15 - Un murmure universel d'approbation s'éleva dans le sénat, tandis que de tous les côtés de l'assemblée on invoque les tribuns. Alors on fait silence, et ceux que les séductions des grands avaient gagnés déclarent que, puisque dans la pensée du sénat la demande de leurs collègues ne tend qu'à dissoudre la république, ils s'opposent.
16 - Des actions de grâces sont rendues par le sénat aux opposants. Les auteurs du projet, ayant convoqué une assemblée, proclament leurs collègues traîtres aux intérêts du peuple, esclaves des consulaires, et, après les avoir accablés d'autres invectives, retirent leur proposition.

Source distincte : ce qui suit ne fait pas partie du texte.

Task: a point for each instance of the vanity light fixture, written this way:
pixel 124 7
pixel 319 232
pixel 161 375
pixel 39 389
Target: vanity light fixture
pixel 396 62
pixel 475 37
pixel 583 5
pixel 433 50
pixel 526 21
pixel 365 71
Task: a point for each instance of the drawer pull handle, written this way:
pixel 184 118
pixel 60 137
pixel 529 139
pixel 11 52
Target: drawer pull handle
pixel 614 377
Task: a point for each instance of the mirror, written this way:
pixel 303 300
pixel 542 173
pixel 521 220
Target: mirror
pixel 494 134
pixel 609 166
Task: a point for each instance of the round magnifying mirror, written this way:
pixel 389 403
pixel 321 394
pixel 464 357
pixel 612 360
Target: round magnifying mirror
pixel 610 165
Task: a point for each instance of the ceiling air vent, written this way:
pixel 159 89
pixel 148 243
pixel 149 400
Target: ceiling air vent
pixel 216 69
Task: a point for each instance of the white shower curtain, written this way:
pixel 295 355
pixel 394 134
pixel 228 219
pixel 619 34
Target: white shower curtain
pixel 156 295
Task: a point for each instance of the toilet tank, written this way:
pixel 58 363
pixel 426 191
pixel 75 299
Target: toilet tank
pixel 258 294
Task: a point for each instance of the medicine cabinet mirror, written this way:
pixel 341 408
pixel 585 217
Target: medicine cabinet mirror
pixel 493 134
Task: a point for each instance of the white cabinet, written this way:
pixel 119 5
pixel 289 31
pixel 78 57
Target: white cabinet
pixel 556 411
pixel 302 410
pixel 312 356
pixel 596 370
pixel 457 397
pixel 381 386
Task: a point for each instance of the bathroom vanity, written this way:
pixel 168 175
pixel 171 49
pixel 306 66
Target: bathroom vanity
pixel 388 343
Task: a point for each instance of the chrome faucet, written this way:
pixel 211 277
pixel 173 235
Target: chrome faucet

Guerre contre les Èques - Prise de Bola
IV, 49
1 - Il y aurait eu, l'année suivante, deux guerres à la fois, sous Publius Cornélius Cossus, Gaius Valérius Potitus, Quintus Quinctius Cincinnatus, Numérius Fabius Vibulanus, tribuns militaires avec puissance de consuls;
2 - mais la guerre des Véiens fut différée par les scrupules religieux des principaux d'entre eux, parce que le Tibre, franchissant ses rives, avait emporté leurs demeures et couvert de ruines leurs plaines dévastées.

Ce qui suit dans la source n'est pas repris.